An American Civil Liberties Union attorney, Hina Shamsi, countered that her clients already had sufficient legal standing to sue the city and that the NYPD should be ordered to begin turning over sensitive reports and documents detailing the alleged spying on Muslims.
U.S. Magistrate Joan Azrack said she would rule at a later date.
The suit was filed in June following a series of Associated Press reports, detailing the NYPD's Muslim surveillance programs. It alleges that the programs undermined free worship by innocent people and asked the court to halt the surveillance.
In a letter filed on Tuesday, city lawyers outlined evidence they say shows that a security team at a mosque named as a plaintiff in the suit sponsored survival training outings and referred to team members as "jihad warriors." Another plaintiff mosque was frequented by a man convicted earlier this year of lying to the FBI about plans to team up with the Taliban or al-Qaida, the letter said.
An NYPD investigation of a third plaintiff, college student Asad Dandia, "is based on information that he has made statements and conducted activities in support of violent jihad," the letter said.
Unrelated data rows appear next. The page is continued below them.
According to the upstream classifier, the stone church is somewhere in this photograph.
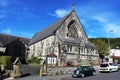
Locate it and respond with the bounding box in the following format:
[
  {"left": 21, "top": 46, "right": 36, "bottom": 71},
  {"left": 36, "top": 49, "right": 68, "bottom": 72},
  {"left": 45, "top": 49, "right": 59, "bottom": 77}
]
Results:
[{"left": 28, "top": 10, "right": 99, "bottom": 66}]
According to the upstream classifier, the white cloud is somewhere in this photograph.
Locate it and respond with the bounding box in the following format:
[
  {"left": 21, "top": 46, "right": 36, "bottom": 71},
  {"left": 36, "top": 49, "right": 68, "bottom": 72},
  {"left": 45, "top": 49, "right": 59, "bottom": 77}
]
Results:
[
  {"left": 2, "top": 28, "right": 12, "bottom": 34},
  {"left": 49, "top": 9, "right": 68, "bottom": 18}
]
Dandia also "attempted to organize a trip to Pakistan in 2011 to train and fight alongside extremist elements there," it added.
An NYPD informant acknowledged last year in an interview with the AP that he had spied on Dandia and others.
The NYPD didn't target particular mosques "simply because the attendees were Muslim," the letter said. "Rather, the NYPD followed leads suggesting that certain individuals in certain mosques may be engaging in criminal and possibly terrorist activity."
In response, the ACLU accused the city of vilifying its clients "through inflammatory and insinuation and innuendo, suggesting (they) are worthy of criminal investigation on the basis of First Amendment-protected speech, activities or attenuated – and unwitting – association alone."
It added: "This strategy is a deliberate distraction at best. At worst, it verges on the very type of discriminatory and meritless profiling at the heart of this case."
Last month, the AP reported that confidential documents show that the NYPD has secretly labeled entire mosques as terrorist organizations, a designation that allows police to use informants to record sermons and spy on worshippers. Police officials have insisted that the department only acts on legitimate leads about terror threats.